Michael Crichton's source novel is about the abuse of science, encapsulated in Malcolm's thought about scientists going with what they could do without stopping to ask if they should. That it is personal greed that starts the chain of disaster rather than technical failure only adds in that all the hi-tech security in the world can't keep out human frailty. If it had been a failure of science Spielberg would have been on shakier ground considering how dependent his cinema had become on technology. The Mecha/Boy tension is not resolved in his takeup of the Kubrick project A.I. at the other end of the decade (or just beyond it) in any way that Kurbick would have insisted. The corrupt Nedry is in both the novel and the film and his misdeeds are effectively the same but he is an IT nerd (so identified by the anagram of his name) and only a servant of the tech rather than a scientific creative. Crichton's worries about scientism (unquestioning adoption of things said and done in the name of science) are not shared by Spielberg who plugs that awkward hole with Sam Neill's Dr Allan Grant's conquest of his fear of children.
But the star is the spectacle and that is had in the dinosaurs themselves which I can report that even in slicked up 4K look stupendous.
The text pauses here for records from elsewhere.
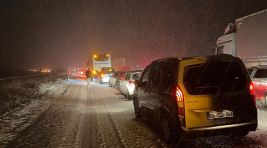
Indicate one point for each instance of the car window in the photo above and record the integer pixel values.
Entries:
(214, 77)
(136, 76)
(168, 76)
(261, 73)
(155, 74)
(145, 77)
There is nothing fake or shaky to them, they look and move as though they are alive. With access to the brightest and the best, Spielberg found in the decade that crossed over from practical effects to computer generated ones that the legacy was as important as the moment of the event and made damn sure that his prehistoric monsters would look as good as E.T. had already proved to be at the age of eleven. The uncanny-valley crossing realm of CG is with us today and, while always improving, has a much shorter shelf life than what was done here. When your creative ambition becomes indistinguishable from your reputation as a movie god you will not settle for less.
So, Jurassic Park still works. Even the Unix interface of the computers was possible at the time and didn't have to be pushed too far into animation to work on screen for an audience who still could be persuaded that computers could do anything we could imagine. If I can fault the output at all it is in the continued relation between Spielberg and his composer of choice John Williams who here rolls out yet another score that as Leon Garfield once observed of a character's dress sense that it never went out of fashion because it had never been in. The last bit isn't true of Williams' orchestrations but most of the grinding autofit emotion of them could be for almost anything. I know you're not meant to take notice of the music in a film but I do and I wince at the sound of John Williams' music whenever it was written with the sole exception of Jaws which is mostly masterful (but outside of the shark theme is cringing).
While this film works in all the ways it's meant to I still don't rate it highly beyond that. I turned off Spielberg early on. I found his tendency toward schmaltz and cuteness calculating and distasteful. Through the '80s and '90s I began to see the difference in what happened between his spectacles and serious films and softened on him as a master of spectacle but an overpleaser when the subject was dark or closer to the workaday world. Over and again in the likes of Schindler's List, Saving Private Ryan, Amistad or even the genre-spanning Minority Report, he seems to be continuously assuring us that he can do dark, serious, he can do earnest and meaningful and it seldom convinces me. Whereas with the likes Jurassic Park we witness a master of his form too busy keeping our attention with the same kind of wonder as his characters' faces famously display. As much as I wince at most of his output there is no serious claim I can make that his place in cinema history is among the supreme and is unshakeable. If only he'd stick to being impossibly grand.